La nuova serie EcoDrive di Citizen ha esordito nelle scorse settimane e come consuetudine ha aperto l’anno anticipando le proposte

che ci accompagneranno per tutto il 2013.

La strategia di Orologi Citizen, oramai collaudata, ha il suo punto di forza nella qualità dei suoi prodotti, nel prezzo, altamente competitvo e da una massiccia e mirata campagna pubblicitaria concentrata sulla carta stampata.

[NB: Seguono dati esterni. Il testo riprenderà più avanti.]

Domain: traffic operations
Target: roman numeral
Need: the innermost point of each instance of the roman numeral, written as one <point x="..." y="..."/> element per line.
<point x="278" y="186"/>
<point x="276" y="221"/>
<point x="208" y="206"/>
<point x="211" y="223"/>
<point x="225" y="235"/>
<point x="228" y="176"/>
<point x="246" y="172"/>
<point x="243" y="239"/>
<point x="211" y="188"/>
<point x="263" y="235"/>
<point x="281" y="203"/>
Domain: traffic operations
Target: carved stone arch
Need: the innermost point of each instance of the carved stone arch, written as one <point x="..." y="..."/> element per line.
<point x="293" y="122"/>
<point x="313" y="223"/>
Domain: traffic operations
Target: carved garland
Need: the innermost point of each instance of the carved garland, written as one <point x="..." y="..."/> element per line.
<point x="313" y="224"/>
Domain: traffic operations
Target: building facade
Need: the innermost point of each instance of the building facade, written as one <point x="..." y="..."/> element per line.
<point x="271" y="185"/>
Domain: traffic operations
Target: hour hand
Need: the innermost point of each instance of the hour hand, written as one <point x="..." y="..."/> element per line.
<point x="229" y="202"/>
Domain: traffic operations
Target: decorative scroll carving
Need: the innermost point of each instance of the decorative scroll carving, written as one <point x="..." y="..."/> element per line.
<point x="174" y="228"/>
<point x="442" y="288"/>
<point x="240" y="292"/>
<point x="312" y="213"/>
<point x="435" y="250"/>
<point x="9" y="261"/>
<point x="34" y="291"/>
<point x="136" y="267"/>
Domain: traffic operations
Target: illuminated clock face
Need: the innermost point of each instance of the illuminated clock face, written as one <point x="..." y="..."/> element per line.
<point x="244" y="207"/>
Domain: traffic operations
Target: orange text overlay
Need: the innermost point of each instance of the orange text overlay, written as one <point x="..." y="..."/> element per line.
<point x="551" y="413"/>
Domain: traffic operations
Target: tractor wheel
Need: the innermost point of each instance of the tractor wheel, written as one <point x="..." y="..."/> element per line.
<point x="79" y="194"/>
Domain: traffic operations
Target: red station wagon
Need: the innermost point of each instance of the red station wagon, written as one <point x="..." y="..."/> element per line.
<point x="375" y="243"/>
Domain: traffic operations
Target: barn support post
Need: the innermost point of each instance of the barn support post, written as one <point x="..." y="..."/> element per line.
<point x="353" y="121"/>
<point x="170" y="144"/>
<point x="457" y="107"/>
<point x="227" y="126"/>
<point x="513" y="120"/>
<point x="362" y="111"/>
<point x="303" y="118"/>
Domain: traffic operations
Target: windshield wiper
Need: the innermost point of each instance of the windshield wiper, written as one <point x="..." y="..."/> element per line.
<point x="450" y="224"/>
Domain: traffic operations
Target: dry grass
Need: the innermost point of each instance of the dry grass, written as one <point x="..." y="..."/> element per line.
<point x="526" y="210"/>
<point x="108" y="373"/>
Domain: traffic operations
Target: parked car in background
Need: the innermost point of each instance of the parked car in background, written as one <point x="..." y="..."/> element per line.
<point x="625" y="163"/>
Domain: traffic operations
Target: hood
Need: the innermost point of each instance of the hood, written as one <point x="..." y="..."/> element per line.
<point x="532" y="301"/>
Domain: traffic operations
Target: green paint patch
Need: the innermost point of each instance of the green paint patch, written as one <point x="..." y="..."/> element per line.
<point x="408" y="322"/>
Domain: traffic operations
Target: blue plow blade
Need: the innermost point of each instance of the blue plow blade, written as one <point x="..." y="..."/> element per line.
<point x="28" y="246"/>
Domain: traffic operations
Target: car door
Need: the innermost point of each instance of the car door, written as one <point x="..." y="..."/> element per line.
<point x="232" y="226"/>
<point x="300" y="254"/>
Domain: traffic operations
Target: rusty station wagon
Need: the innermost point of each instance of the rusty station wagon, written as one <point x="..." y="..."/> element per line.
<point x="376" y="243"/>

L’altro aspetto fondamentale che vale la pena sottolineare è il prezzo; la stessa collezione è chiamata 98/218, un doppio codice o se preferite un rapporto, che dimostra chiaramente il prezzo d’ingresso e quello terminale.

Orologio Citizen Bullhead 2013.

Orologio Citizen Bullhead 2013.

Orologi che hanno abbandonato da tempo l’utilizzo delle batterie e che attingono energia dalla luce, fonte pura ed inesauribile per muovere i sofisticati meccanismi che originano il movimento delle sfere. 

Pensate che la quantità di batterie risparmiate in questi anni con l’introduzione di questo efficace sistema è stata superiore di ben 8 volte l’altezza dell’Everest, la Vetta più Alta del Mondo.

Il contributo offerto è davvero notevole e Citizen sembra deciso a proseguire la strada intrapresa all’insegna dell’ecologia; anche la scatole che contengono gli orologi consegnati al momento dell’acquisto sono realizzate con materiale interamente riciclabile.  

Punta di diamante della serie EcoDrive è il Citizen BullHead, un cronografo che ha motivo per incuriosire i collezionisti di orologi grazie al suo aspetto unico e insolito.

Esso richiama un famoso prototipo realizzato nell 1975 dalla maison nipponica e che è un vero oggetto di culto per gli appassionati di orologi.

La cassa in accaio, di dimensione generosa, ospitava i due tasti del cronografo sulla sommità, alle ore “11” e “1”, separati dalla corona posta a mezzogiorno.

La versione attuale ha preso spunto dalla singolare disposizione dei tasti, abbandonando le misure decisamente pesanti n voga nel decennio ’70, per adottare una linea più morbida e attuale.

L’utilizzo del rivestimento IP-Black su cassa e bracciale risulta esteticamente vincente, abbinato a contaminazioni verde acido che compaiano sulle sfere e come elegante dettaglio sulla corona e sui tasti; la disposizione del “trittico” ricorda il suo famoso predecessore, trovando una nuova posizione, originale anch’essa: il tasto start è seminascosto tra l’attacco del bracciale e la cassa mentre il tasto reset è messo alle ore “2”; la corona come consuetudine trova spazio tra i due, in corrisponenza dell’ansa in alto a destra.

Anche il quadrante mostra un aspetto nuovo: i quattro contatori inseriti in un quadrato e perfttamente allineati.

Indicano nella parte inferiore le 24 ore e i secondi continui, nella parte superiore contatore minuti e un falso contatore con inserita la finestrella del datario.

Il vetro minerale antigraffio accoglie la serigrafia del marchio Citizen, sfrattata dal suo tradizionale luogo, per lasciare spazio ai contatori.

La scala tachmetrica e gli indici occupano la parte esterna e circolare del quadrante.

Il suo nome non rende onore ad un modello che ha significato un momento importante dell’orologeria, riproponendosi in una veste nuova ed originale allo stesso tempo.


1 Commento

  1. Mi dispiace, ma non mi piace.
    Per preima cosa i quattro quadrantini a quadrifoglio e la disposizione dei pulsanti sopratutto quello in corrispondenza dell’ansa.